La storia. Firenze oggi, don Simone (Pieraccioni) è parroco di una chiesa con molti problemi strutturali, scarsi fondi e pochi fedeli, soprattutto tra i giovani. Un giorno riceve la convocazione di un notaio per un’eredità in Svizzera da parte di uno zio di cui aveva perso le tracce, Waldemaro (Massimo Ceccherini). Felice per la notizia, in particolare per la possibilità di recuperare fondi per la sua parrocchia, don Simone si reca a Lugano insieme al sagrestano Giacinto (Marcello Fonte). Convinto di trovarsi di fronte a un albergo di lusso o a un locale alla moda, ben presto don Simone scopre che lo zio gli ha lasciato una nota casa per appuntamenti gestita dall’affascinante Lena (Sabrina Ferilli).
Il cinema italiano non è nuovo alla commedia degli equivoci, soprattutto all’accostamento dell’abito sacerdotale con situazioni pruriginose o grottesche. Al di là del sentiero comico, con “Il sesso degli angeli” Pieraccioni a ben vedere prova a “utilizzare” la talare per mettere in campo una riflessione sulla nostra società, sui vari deragliamenti e sulla possibilità di potersi comunque ritrovare, riscattare. Da un lato, c’è la vocazione di don Simone, la crisi che attraversa come parroco di una chiesa che fatica a coinvolgere la comunità, dall’altro troviamo le esistenze precarie delle prostitute, tutte apparentemente felici per il tenore benestante in Svizzera, ma in verità segnate da un passato che non ha offerto loro opportunità e scelte. Pieraccioni si serve della sua commedia – firma la sceneggiatura con Filippo Bologna – per raccontare dunque una storia che mette a tema il ritrovarsi, il ricentrarsi nella vita. Don Simone avverte la tentazione, ma il suo amore per il ministero è più forte; e proprio questo sarà la via che lo porterà ad aiutare se stesso e chi gli sta accanto.
Anche se tutto non fila sempre liscio nella narrazione e se le battute non risultano tutte scoppiettanti (qua e là anche un po’ scontate), nel complesso “Il sesso degli angeli” è una commedia che trova senso proprio nella parabola sociale, per quel racconto simpatico e un po’ scollacciato di un’umanità che vacilla, inciampa, ma sa rimettersi in cammino. Film consigliabile, brillante, segnato da superficialità.

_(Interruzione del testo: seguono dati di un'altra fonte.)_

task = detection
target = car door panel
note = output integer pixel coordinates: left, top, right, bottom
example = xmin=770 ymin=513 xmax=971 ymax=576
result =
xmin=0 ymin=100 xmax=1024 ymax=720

“Finale a sorpresa. Official Competition” (al cinema)

Il film che probabilmente ha strappato più risate alla 78a Mostra del Cinema della Biennale di Venezia è “Finale a sorpresa. Official Competition” (“Competencia Oficial”), commedia satirica sul mondo del cinema, del teatro e dei suoi interpreti, firmata da Gaston Duprat e Mariano Cohn, autori del riuscito “Il cittadino illustre” (“El ciudadano ilustre”, 2016). L’opera gira su un copione ben scritto ma soprattutto sull’interpretazione esilarante e divertita di tre attori di grande mestiere: Penélope Cruz, Antonio Banderas e Oscar Martinez.
La storia. Spagna oggi. Un milionario ottantenne, mosso dal desiderio di lasciare un segno concreto alle generazioni future, decide di finanziare un film ingaggiando una delle registe più acclamate del momento, Lola Cuevas (Cruz). L’autrice dà il via al processo creativo coinvolgendo come interpreti due star di primo piano, il pluripremiato Felix Rivero (Banderas), che strizza l’occhio a Hollywood, e il più tradizionale Ivan Torres (Martinez), che si divide tra palcoscenico e insegnamento. Iniziano così le letture del copione, la scelta dei costumi e le prove generali, contestualmente crescono le rivalità tra i due…
Non è semplicemente un racconto che gioca sul rapporto cinema nel cinema, ossia un film che ne esplora il dietro le quinte. “Finale a sorpresa. Official Competition” mette a fuoco l’incontro-scontro tra celebrità, il ritratto del divismo tra lampi di genialità e scintille di cinismo e vanità, rigurgiti di follie e gelosie. Duprat-Cohn firmano una storia acuta e brillante, dal ritmo coinvolgente, che risulta irresistibile per gran parte della narrazione. Forte di un fuoco d’artificio di dialoghi e battute indovinate, il film rischia però di spiaggiarsi in un finale un po’ tiepido, quasi accompagnato, che ne sgonfia un po’ la portata. Peccato. Racconto nell’insieme originale e di certo godibile, esaltato da attori in stato di grazia. Film consigliabile, problematico e per dibattiti.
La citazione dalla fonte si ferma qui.